The good news is that all of this, once the excitement of the day has faded, affects India’s prospects only on the margin. Looking at the fine print of this ‘enhanced’ capex spending, it appears unlikely it will crowd in the private sector into a virtuous capex cycle. Nice thought, but reality is somewhat different. Private sector capex, far more important than government infrastructure spending, has its own triggers – higher capacity utilisation, confidence in a durable profit cycle and enabling factors such as low tax rates and cleaned-up balance sheets, already in place. Slowly, but surely, and no special thanks to this Budget, we will get there. On the margin, the government’s efforts are welcome. No more, no less. Where it could, and probably should, have played a more meaningful role was to address the pain in the informal sector which the private sector, or market forces, will not address. India’s big problems in the near term, not necessarily in that order, are unemployment, inflation and inequality. On the first, the Budget may have done something to help through its infrastructure thrust, while on the second it may have made it worse. It is on the last aspect where it comes a cropper, as the gap continues to grow, ever higher.

Coming, as it does, bang in the middle of election season, this Budget probably reflects one of two convictions held by the Prime Minister.
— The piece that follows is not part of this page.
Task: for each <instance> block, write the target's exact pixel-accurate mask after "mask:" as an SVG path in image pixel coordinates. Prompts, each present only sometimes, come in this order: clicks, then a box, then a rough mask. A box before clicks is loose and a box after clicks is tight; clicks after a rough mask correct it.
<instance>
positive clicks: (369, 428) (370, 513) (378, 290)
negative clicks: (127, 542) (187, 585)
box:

Either a firm belief that handouts don’t buy votes any longer, it is the more persistent and frustrating issue of joblessness that needs to be addressed to prevent alienation of the young electorate. Or that he needs to return to his original plan of a rightward slant to economic policy, sacrificing the distinctly leftist undertones of recent years, in the hope that other, non-economic factors will prevent any erosion of his voter base at the bottom of the pyramid. In that he may be right, though he did shed some young crypto traders from his fan base this Budget day.